I think many would agree that cancelling the production out of fears that Muslims may do something is both idiotic and patronizing, and only reinforces the stereotypes of Muslims as a characteristically violent and reactionary people. Indeed, it appears that this is precisely what the German security officials believed when they recommended the show be cancelled.
It also seems that cancelling the production has brought much more attention to its offensiveness than likely would have occurred if they had staged it - people who think opera is that woman on TV in the afternoons are now going to sit around and urge the production be saved in order to preserve the very freedoms our grandfathers fought to preserve, and stuff like that.
However, I think this misses the most important point - the production was vulgar shite. Let me draw a line in the sand. There are disturbing, thought-provoking productions that force one to look at the world in a new light. And then there's bringing a quartet of decapitated heads at the end of an opera that has no place for them dramatically.
Let's just flesh this out a bit. At the end of this cancelled production, Idomeneo, the King of Crete, comes out on stage carrying the decapitated heads of Neptune, Jesus, Buddha and Muhammad. That's right folks, Idomeneo manages to kill three divinely-related humans and a deathless pagan god. It's hard to miss the subtlety here, because there is none - it's incoherent.
I'm surprised Hans Neuenfels, the director of this production, didn't ask the singer playing Idomeno to then vomit all over the heads. Or, why not have him kill his family at the end too? Or hey, why have the heads at all - why not have Idomeneo tearfully masturbate to the closing strains of the opera? Or-
You can see how easy this is. Just come up with something offensive, and drop it in there, somewhere - there's no need for context.
Some directors are better at this kind of crap than others. Canada's own beloved Atom Egoyan, in directing a production of Strauss' Salome, decided to have the Page give Narraboth, Captain of Herod's Guards, a blow job - as though Salome needed to be more controversial. Indeed, this is a common affliction amongst who I take to be the most bored artists in all of Christendom - the opera director.
So what's really depressing about the Deutsche Oper cancellation isn't just the prejudiced fears about the muslim community, but that someone didn't decapitate this production before it got to the stage. Mozart, and the people who love his art, deserve better than this.
UPDATE: If my commenter is right, then it seems that Idomeneo may be back on. He suggests that this was perhaps a publicity stunt, although that's even more horrifying.
To clarify my own point, the people out there demanding this be performed obviously have no clue as to the aesthetic merits of the production themself. In fact, it appears that no one cares about the aesthetic merits. Rather, the craptacular must go on, no matter how incoherent and silly.
This is not about freedom of expression to me. If this were an opera about the life of Mohammed, or Jesus for that matter, that would be another matter entirely. But the controversy here surrounds a bored opera director irresponsibly playing with Mozart and the audience forced to sit through this.
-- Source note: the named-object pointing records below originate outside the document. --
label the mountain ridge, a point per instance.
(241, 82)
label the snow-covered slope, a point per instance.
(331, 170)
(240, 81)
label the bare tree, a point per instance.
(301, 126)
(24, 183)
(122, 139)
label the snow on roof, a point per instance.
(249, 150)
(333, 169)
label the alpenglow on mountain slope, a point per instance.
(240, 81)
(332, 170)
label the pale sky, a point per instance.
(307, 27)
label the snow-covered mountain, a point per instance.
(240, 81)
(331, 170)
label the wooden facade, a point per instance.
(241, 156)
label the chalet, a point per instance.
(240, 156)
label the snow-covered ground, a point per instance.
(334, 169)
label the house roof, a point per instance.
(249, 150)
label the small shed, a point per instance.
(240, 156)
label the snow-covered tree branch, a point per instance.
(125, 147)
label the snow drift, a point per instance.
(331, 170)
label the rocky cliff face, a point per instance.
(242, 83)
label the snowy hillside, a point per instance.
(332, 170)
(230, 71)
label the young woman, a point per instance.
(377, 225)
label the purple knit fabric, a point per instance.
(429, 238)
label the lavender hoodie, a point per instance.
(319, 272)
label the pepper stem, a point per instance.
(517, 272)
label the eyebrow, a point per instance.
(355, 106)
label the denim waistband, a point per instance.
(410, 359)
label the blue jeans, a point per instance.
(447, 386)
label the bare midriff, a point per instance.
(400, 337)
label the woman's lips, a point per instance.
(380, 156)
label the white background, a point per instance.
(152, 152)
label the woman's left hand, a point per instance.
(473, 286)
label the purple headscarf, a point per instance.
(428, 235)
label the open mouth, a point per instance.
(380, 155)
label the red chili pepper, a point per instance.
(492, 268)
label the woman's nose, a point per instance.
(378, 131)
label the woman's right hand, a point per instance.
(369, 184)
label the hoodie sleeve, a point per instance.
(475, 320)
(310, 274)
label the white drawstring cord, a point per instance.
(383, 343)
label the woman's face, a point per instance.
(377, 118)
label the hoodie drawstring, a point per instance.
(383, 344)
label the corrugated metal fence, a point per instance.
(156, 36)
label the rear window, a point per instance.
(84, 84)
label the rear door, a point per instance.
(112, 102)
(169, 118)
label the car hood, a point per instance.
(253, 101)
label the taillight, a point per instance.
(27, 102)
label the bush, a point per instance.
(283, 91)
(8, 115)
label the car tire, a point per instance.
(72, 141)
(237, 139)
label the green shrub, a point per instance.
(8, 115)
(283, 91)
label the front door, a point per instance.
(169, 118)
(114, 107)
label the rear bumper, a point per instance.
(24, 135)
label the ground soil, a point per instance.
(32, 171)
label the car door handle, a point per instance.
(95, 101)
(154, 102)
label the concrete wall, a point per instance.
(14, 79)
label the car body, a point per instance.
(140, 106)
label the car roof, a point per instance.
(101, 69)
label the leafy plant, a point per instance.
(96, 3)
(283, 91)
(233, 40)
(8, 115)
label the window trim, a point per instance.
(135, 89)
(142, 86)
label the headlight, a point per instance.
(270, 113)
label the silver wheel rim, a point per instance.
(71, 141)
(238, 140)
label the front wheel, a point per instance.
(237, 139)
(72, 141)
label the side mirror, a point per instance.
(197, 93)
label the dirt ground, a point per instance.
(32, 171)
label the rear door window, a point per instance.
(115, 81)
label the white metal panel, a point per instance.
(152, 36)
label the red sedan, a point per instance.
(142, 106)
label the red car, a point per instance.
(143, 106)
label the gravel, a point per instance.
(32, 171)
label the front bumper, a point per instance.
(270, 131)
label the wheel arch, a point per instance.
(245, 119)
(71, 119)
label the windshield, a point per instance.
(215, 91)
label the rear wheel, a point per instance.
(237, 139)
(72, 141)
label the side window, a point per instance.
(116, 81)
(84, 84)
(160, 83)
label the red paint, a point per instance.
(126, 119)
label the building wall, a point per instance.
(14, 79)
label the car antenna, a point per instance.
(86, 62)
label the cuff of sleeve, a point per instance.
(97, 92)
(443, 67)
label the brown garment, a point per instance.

I hate to say it, but the more I think about it, the less concerned I am about the freedom of expression issue here, because that's just the hammer the political class has decided to use to show that muslims are violent savages (let's remember that so far, there have been no direct threats). The real issue here is whether or not this is worth people's time and effort as a performance of musical drama, if it says anything, if it has any dramatic value. This is a fantastic opportunity to discuss the state of opera directors, and instead we've got a tired, unproductive and deeply repetitive series of assertion about "artistic freedom".
That should be the central issue here, but that would mean that we have a culture actively concerned about art and aesthetics. I seems we don't.